Prepare the brine for the salmon by bringing 1 quart of water to a boil, add in the coconut sugar and salt, stir to dissolve, and allow to cool to room temperature.
Once brine has cooled, place salmon in a casserole dish, sprinkle black peppercorns over it, and pour the brine over it.
Preheat the grill to 425°F.
Prepare the salsa as the grill is preheating by combining the tomatoes, peaches, bell pepper, onion, and minced serrano pepper. Toss to combine.
In a small bowl, combine the fresh lime juice, brown sugar, and chili powder. Pour over the prepared salsa ingredients and stir. Store in the fridge until ready to serve.
Once the grill is preheated, remove the salmon from the brine and pat dry. Discard the black peppercorns.

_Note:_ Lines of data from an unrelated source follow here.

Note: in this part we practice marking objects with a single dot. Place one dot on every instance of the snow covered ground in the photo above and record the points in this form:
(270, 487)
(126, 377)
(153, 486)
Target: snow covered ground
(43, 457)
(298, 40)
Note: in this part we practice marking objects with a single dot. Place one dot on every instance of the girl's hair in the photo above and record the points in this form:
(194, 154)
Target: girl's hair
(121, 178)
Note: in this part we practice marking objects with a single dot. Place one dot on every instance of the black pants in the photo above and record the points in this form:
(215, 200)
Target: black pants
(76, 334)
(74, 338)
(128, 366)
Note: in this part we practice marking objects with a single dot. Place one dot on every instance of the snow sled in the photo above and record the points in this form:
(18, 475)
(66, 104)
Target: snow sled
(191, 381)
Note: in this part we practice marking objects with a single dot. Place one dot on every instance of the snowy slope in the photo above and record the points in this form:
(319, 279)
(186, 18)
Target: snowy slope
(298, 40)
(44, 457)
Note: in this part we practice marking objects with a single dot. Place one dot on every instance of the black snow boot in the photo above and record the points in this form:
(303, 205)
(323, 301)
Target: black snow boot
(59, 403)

Place the salmon on the cedar plank, sprinkle with salt and pepper, then layer fresh lemon and orange slices across the length of the fish.

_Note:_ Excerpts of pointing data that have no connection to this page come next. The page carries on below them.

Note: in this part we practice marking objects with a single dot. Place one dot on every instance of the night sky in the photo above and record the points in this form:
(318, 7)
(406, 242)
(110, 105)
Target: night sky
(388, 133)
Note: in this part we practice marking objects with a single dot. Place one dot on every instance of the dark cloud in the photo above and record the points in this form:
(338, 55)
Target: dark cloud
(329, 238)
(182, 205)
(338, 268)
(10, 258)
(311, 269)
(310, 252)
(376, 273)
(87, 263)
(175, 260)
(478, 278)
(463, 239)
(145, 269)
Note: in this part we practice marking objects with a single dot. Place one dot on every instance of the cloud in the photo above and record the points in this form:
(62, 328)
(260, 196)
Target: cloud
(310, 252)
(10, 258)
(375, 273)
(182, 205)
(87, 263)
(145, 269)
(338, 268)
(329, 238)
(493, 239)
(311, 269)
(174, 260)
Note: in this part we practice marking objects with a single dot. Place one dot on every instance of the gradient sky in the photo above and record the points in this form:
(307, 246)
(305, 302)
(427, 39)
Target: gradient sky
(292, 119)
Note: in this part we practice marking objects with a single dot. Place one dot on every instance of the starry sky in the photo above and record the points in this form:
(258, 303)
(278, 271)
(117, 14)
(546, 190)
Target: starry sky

Grill the salmon on the cedar plank at 425°F for 25 – 30 minutes until it reaches an internal temp of at least 125°F.
Pick fresh cilantro leaves from the stems and toss them into the salsa right before serving.

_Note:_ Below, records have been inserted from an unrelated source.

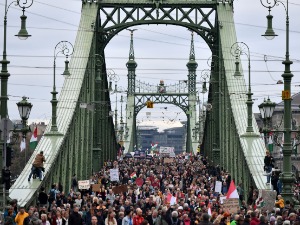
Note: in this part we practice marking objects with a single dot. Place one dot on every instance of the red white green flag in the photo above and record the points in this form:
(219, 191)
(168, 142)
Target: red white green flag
(133, 175)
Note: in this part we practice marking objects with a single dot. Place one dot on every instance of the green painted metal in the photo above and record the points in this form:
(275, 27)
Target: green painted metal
(89, 136)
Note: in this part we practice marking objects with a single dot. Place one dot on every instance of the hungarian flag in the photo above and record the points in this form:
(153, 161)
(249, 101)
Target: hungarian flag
(270, 144)
(209, 209)
(232, 191)
(133, 175)
(33, 139)
(22, 145)
(260, 202)
(169, 196)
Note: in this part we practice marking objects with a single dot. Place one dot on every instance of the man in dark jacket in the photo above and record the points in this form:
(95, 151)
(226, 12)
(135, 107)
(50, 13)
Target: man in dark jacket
(75, 217)
(205, 220)
(37, 165)
(43, 197)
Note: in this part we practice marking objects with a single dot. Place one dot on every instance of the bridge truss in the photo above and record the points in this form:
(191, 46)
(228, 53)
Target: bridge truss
(88, 134)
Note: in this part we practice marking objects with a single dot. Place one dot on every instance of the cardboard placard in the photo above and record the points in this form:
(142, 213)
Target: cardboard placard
(119, 189)
(114, 174)
(231, 205)
(96, 187)
(218, 186)
(83, 184)
(168, 160)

Once the salmon has reached your desired internal temp, place it on a serving plate and top with the Tomato and Peach Salsa. Serve with additional salsa on the side.
• Fresh peaches may be used in substitute for frozen, you’ll need about 3.
• For more intense flavor, let salmon rest in the fridge for at least 4 hours to overnight. If you prefer your salmon more medium-well, add about 5 more minutes to the cooking time.